The main focus should be the sweeping vistas of the Pacific Ocean but the power plant drags eyes away. The plant suspended operations in 2011 in the wake of the Fukushima nuclear disaster because the Omaezaki region is also expected to be hit by a major earthquake in the not-too-distant future.
Likewise, the Springboks should be inspired by the bigger picture in terms of their rivalry with Italy. They've won 13 out of the teams' 14 showdowns but the one defeat, in Florence in 2016, still unnerves South Africa, whose performance was especially poor that day.
Although Erasmus wasn't coach back then, he has often said in the buildup to the World Cup that the Italy game has the potential to halt South Africa in its tracks. Italy has had two relatively straightforward victories in Japan, against Namibia and Canada, while South Africa limped away from Tokyo after losing to New Zealand. Spirits were lifted with a big win over Namibia, when the squad stayed in Nagoya, another major metropolis.
Now base camp is in the countryside. Just close enough to Shizuoka for convenience but far enough away for focus. "Italy have had their eyes on this match for a couple of years and will have planned and schemed how to bring us down once again," Erasmus said. "This is a defining match for them and while we were focusing on the New Zealand game, they will have had their eyes on this one as the key to the quarterfinals for them.
"We are at the stage already where there are no second chances.

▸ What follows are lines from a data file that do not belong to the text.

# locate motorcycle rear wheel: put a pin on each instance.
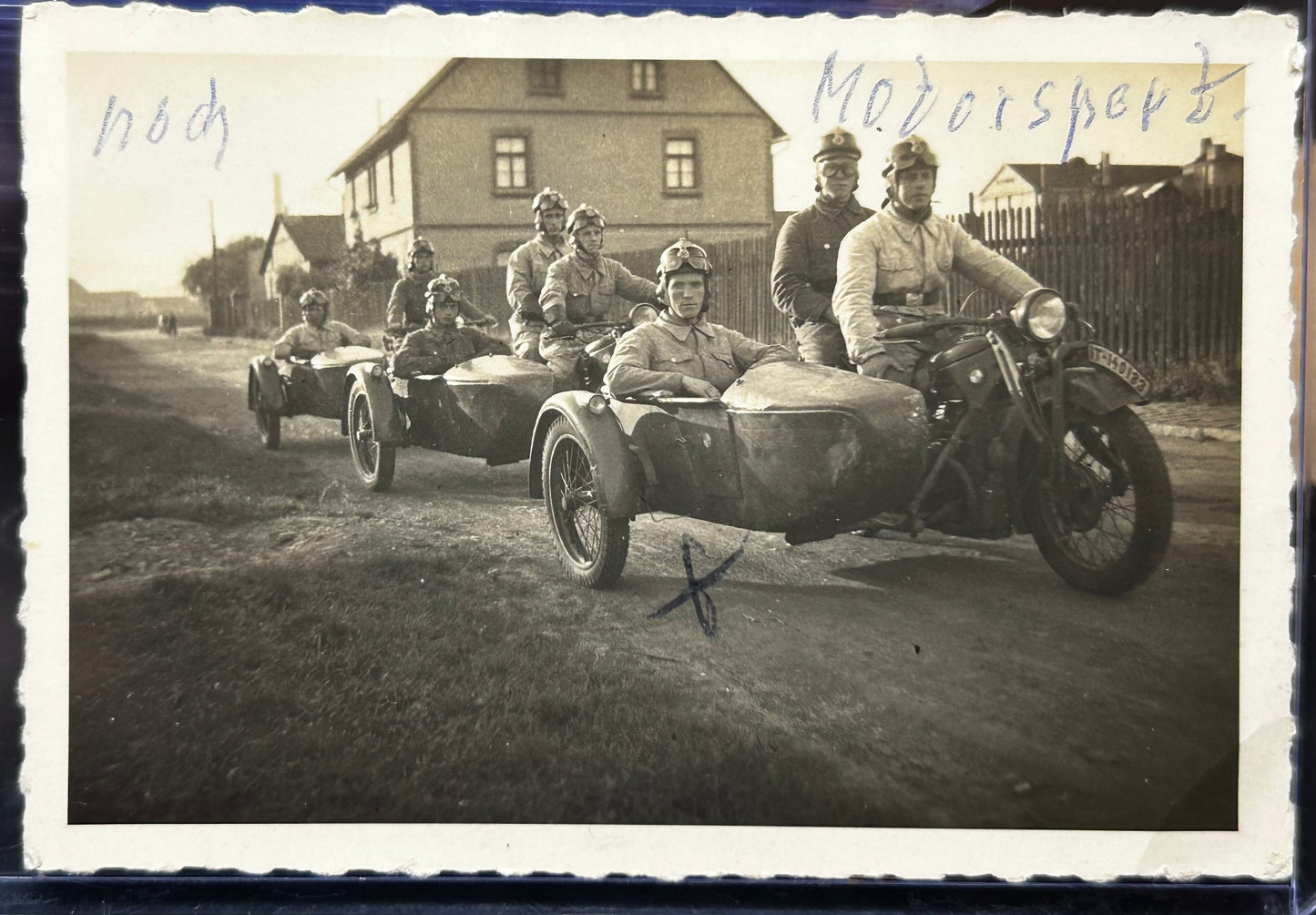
(591, 547)
(1106, 524)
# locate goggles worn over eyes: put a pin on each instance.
(910, 154)
(685, 255)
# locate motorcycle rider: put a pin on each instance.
(895, 266)
(316, 333)
(528, 269)
(804, 264)
(680, 351)
(441, 343)
(407, 308)
(583, 287)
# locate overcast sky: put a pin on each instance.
(139, 213)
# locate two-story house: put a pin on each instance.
(661, 147)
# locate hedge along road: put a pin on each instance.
(256, 638)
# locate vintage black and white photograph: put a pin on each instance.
(474, 442)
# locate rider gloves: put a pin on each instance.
(561, 329)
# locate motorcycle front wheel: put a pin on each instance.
(1105, 524)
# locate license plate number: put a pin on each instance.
(1120, 366)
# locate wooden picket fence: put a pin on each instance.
(1159, 279)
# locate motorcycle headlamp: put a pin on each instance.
(1040, 313)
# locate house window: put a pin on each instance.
(544, 76)
(372, 188)
(511, 163)
(680, 166)
(647, 79)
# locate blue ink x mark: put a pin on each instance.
(697, 588)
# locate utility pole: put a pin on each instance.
(218, 325)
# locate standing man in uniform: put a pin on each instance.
(407, 302)
(585, 287)
(528, 269)
(804, 267)
(441, 343)
(895, 267)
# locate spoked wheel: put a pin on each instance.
(374, 461)
(592, 547)
(1106, 524)
(269, 423)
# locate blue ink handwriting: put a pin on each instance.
(1083, 109)
(199, 125)
(697, 589)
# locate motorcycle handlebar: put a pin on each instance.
(919, 328)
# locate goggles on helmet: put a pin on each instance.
(685, 255)
(908, 154)
(443, 288)
(549, 198)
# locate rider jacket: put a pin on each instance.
(331, 334)
(657, 355)
(899, 264)
(526, 271)
(407, 305)
(583, 292)
(434, 350)
(804, 264)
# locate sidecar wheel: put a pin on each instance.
(269, 423)
(1106, 524)
(591, 547)
(374, 461)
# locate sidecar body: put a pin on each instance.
(484, 408)
(791, 447)
(280, 388)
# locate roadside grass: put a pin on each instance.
(410, 689)
(130, 459)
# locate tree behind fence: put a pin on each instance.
(1159, 279)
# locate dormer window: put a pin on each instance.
(647, 79)
(544, 76)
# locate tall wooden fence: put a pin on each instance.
(741, 283)
(1159, 279)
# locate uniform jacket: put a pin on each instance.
(327, 337)
(434, 350)
(657, 355)
(804, 266)
(580, 292)
(526, 271)
(407, 304)
(893, 254)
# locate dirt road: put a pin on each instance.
(945, 683)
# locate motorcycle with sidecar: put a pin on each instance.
(1024, 426)
(313, 388)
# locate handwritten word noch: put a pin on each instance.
(1085, 100)
(207, 116)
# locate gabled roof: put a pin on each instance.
(395, 127)
(319, 239)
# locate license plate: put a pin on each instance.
(1120, 366)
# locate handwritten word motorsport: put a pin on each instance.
(204, 117)
(1082, 109)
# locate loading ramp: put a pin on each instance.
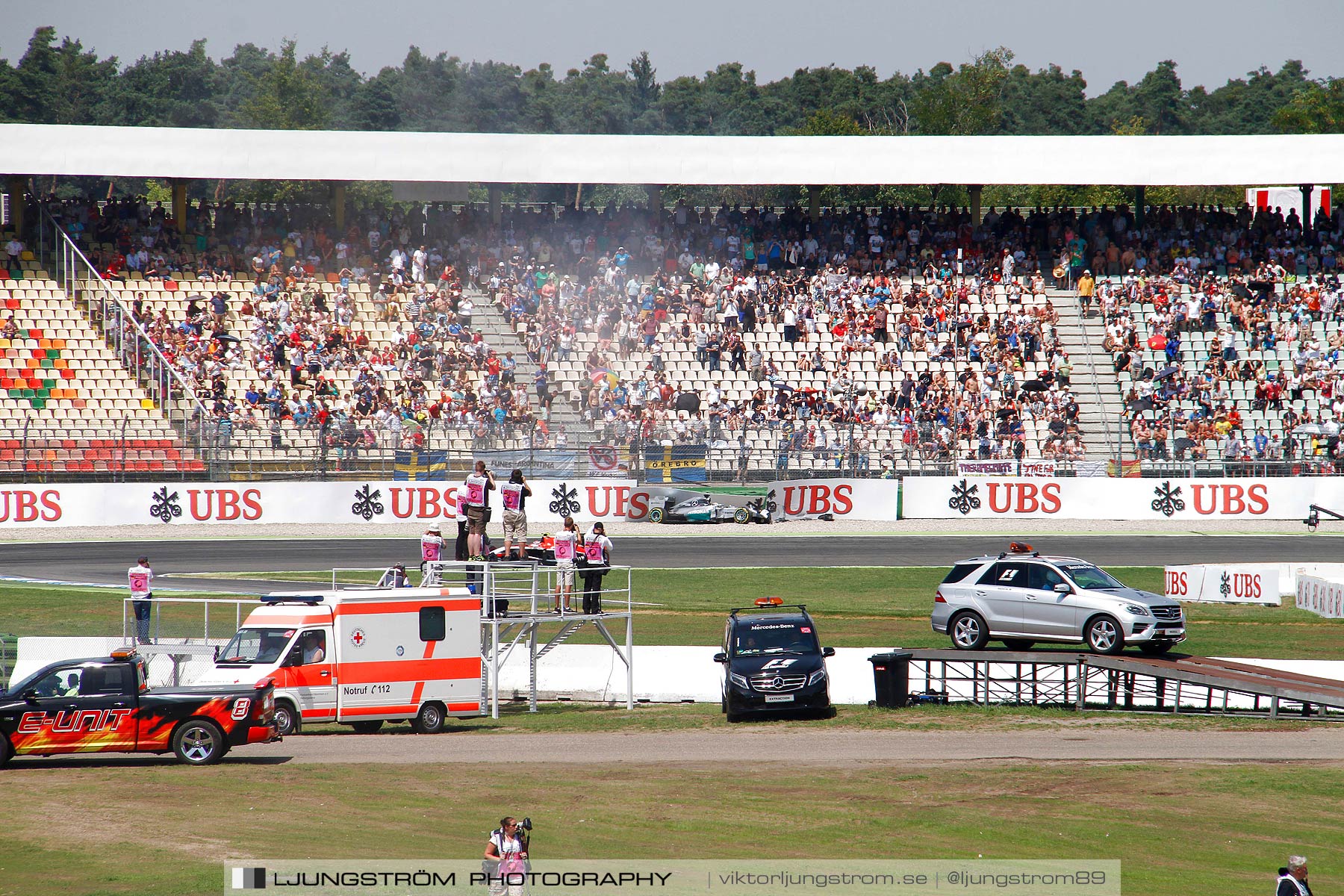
(1183, 684)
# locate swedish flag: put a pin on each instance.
(421, 465)
(673, 464)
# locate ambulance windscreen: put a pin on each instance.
(255, 647)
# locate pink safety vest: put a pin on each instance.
(564, 546)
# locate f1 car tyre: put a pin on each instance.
(287, 719)
(429, 721)
(968, 630)
(199, 742)
(1104, 635)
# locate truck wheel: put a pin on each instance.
(287, 719)
(429, 721)
(199, 742)
(1104, 635)
(968, 630)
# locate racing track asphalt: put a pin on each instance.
(107, 561)
(759, 744)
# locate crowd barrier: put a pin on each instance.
(606, 499)
(662, 675)
(297, 503)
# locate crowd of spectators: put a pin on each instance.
(853, 290)
(1263, 340)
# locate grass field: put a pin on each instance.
(167, 829)
(853, 608)
(1199, 828)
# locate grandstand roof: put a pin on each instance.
(314, 155)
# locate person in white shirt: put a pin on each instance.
(140, 578)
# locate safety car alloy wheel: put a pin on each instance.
(968, 632)
(1104, 635)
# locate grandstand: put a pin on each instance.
(789, 340)
(69, 403)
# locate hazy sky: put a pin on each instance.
(1211, 40)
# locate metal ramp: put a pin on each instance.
(1128, 682)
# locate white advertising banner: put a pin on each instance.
(1006, 467)
(841, 499)
(1117, 499)
(234, 503)
(1210, 583)
(1322, 597)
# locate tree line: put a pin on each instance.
(58, 81)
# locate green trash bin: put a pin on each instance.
(892, 679)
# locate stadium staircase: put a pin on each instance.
(1093, 381)
(67, 405)
(497, 331)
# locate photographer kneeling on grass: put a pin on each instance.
(505, 855)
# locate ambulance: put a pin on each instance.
(362, 657)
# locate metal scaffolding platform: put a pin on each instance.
(523, 612)
(1135, 684)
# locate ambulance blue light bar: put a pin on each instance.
(292, 598)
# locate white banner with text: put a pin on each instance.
(1210, 583)
(1322, 597)
(840, 499)
(240, 503)
(1117, 499)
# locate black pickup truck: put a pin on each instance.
(104, 704)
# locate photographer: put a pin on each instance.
(479, 487)
(505, 853)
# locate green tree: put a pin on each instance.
(1045, 102)
(287, 97)
(1315, 109)
(171, 90)
(373, 107)
(826, 122)
(63, 85)
(962, 101)
(644, 84)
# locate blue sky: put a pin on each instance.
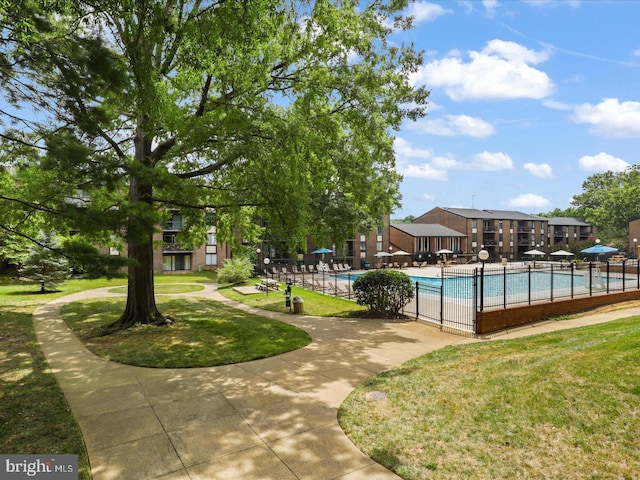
(528, 99)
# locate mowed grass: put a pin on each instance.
(562, 405)
(314, 303)
(205, 333)
(34, 415)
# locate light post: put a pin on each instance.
(266, 262)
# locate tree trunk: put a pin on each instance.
(141, 302)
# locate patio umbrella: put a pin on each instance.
(561, 253)
(323, 250)
(599, 249)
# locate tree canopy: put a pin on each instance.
(609, 201)
(278, 110)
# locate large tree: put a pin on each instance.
(281, 110)
(609, 201)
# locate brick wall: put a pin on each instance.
(496, 320)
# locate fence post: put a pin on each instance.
(529, 285)
(482, 288)
(475, 292)
(504, 287)
(572, 266)
(442, 301)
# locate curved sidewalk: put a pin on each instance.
(274, 418)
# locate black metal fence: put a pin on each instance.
(452, 298)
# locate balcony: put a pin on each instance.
(176, 248)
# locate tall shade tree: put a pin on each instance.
(278, 110)
(609, 201)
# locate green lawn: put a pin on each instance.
(555, 406)
(34, 415)
(315, 303)
(206, 333)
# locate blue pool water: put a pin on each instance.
(494, 285)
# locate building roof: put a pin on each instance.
(427, 230)
(568, 221)
(492, 214)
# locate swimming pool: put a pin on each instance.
(511, 283)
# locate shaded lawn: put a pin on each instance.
(315, 303)
(558, 405)
(34, 415)
(206, 333)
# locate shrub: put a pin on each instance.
(44, 265)
(235, 270)
(383, 290)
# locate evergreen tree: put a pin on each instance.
(273, 109)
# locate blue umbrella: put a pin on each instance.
(323, 250)
(599, 249)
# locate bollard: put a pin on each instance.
(298, 305)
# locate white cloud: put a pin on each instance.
(529, 200)
(424, 171)
(492, 161)
(425, 11)
(404, 150)
(500, 71)
(610, 118)
(556, 105)
(422, 163)
(602, 162)
(553, 3)
(428, 196)
(490, 6)
(542, 170)
(454, 125)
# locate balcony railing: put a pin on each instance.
(176, 247)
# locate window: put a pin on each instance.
(172, 263)
(174, 223)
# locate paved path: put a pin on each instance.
(274, 418)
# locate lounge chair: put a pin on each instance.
(338, 290)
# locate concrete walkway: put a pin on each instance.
(274, 418)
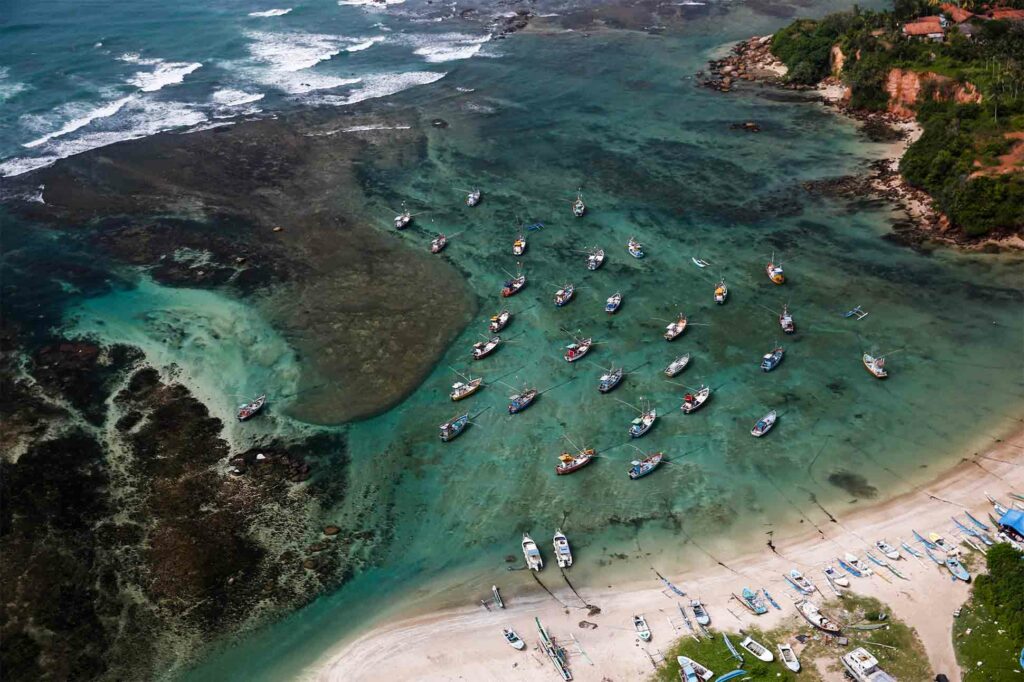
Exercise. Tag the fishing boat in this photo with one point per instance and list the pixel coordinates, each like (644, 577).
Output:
(700, 671)
(483, 348)
(877, 366)
(578, 349)
(519, 245)
(887, 549)
(757, 649)
(771, 360)
(640, 623)
(532, 555)
(677, 366)
(463, 389)
(774, 270)
(643, 423)
(452, 428)
(788, 657)
(249, 410)
(721, 292)
(799, 582)
(635, 248)
(562, 552)
(693, 401)
(836, 577)
(640, 468)
(816, 617)
(764, 425)
(699, 612)
(675, 330)
(610, 379)
(785, 321)
(569, 463)
(499, 322)
(513, 639)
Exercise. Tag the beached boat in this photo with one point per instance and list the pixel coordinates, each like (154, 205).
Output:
(249, 410)
(640, 468)
(813, 615)
(499, 322)
(513, 639)
(452, 428)
(463, 389)
(532, 555)
(693, 401)
(764, 425)
(640, 623)
(643, 423)
(483, 348)
(676, 329)
(757, 649)
(788, 657)
(877, 366)
(677, 366)
(785, 321)
(562, 552)
(569, 463)
(771, 360)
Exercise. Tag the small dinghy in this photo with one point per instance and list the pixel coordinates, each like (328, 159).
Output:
(764, 425)
(757, 649)
(513, 639)
(562, 552)
(640, 623)
(564, 295)
(499, 322)
(249, 410)
(693, 401)
(531, 554)
(640, 468)
(771, 360)
(816, 617)
(676, 329)
(677, 366)
(452, 428)
(483, 348)
(788, 657)
(568, 463)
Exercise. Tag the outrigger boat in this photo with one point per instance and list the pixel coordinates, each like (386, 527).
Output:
(764, 425)
(635, 248)
(693, 401)
(452, 428)
(564, 295)
(249, 410)
(562, 552)
(483, 348)
(640, 468)
(677, 366)
(532, 555)
(676, 329)
(771, 360)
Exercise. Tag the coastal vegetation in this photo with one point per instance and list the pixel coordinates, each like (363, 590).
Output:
(969, 100)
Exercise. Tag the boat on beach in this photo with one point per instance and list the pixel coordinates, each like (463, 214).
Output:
(764, 425)
(249, 410)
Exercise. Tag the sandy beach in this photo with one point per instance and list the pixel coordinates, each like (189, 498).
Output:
(467, 643)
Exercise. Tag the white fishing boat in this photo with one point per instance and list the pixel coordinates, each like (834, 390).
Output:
(562, 552)
(757, 649)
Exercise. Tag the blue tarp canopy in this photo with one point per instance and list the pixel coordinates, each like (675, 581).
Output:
(1014, 519)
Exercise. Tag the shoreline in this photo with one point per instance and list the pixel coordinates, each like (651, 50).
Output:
(466, 642)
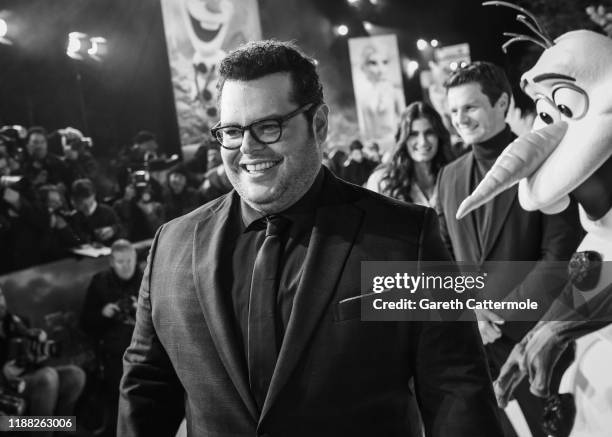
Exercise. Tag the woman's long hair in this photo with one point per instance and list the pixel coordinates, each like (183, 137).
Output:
(399, 174)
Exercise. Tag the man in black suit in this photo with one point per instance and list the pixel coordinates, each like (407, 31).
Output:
(478, 99)
(206, 347)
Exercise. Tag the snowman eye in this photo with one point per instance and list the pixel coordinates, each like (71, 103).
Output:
(572, 102)
(547, 112)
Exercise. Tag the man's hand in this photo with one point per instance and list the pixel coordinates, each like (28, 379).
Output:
(109, 310)
(12, 197)
(488, 325)
(130, 192)
(11, 370)
(536, 356)
(541, 354)
(105, 233)
(511, 374)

That's a message we have been emphasizing to the players this week." Erasmus' team selection centered around the forwards who will take on an Italian pack led by the inspirational Sergio Parisse.
Erasmus rewarded prop Tendai Mtawarira and hooker Bongi Mbonambi with starts, bringing them into the first-choice lineup after they were on the bench in the loss to the All Blacks. Lock Lood de Jäger, who stood out against Namibia, also has a place in the XV. The rest of the run-on team is as it was against New Zealand, with flanker Pieter-Steph du Toit and No. 8 Duane Vermeulen back after getting to rest completely for the Namibia game.
Scrumhalf Faf de Klerk, flyhalf Handre Pollard and fullback Willie le Roux are all back, too. And then there's that extra ammunition: Forwards Malcolm Marx, Steven Kitshoff, Vincent Koch, RG Snyman, Franco Mostert and Francois Louw are all ready to add weight from the bench.
South Africa later confirmed that Jesse Kriel has been ruled out of the tournament because of a hamstring injury sustained against the All Blacks. Kriel has been replaced by 21-year-old utility back Damian Willemse, who has five caps and is currently playing his club rugby in England with Saracens.
South Africa: Willie le Roux, Cheslin Kolbe, Lukhanyo Am, Damian de Allende, Makazole Mapimpi, Handré Pollard, Faf de Klerk; Duane Vermeulen, Pieter-Steph du Toit, Siya Kolisi (captain), Lood de Jäger, Eben Etzebeth, Frans Malherbe, Bongi Mbonambi, Tendai Mtawarira. Reserves: Malcolm Marx, Steven Kitshoff, Vincent Koch, RG Snyman, Franco Mostert, Francois Louw, Herschel Jantjies, Frans Steyn.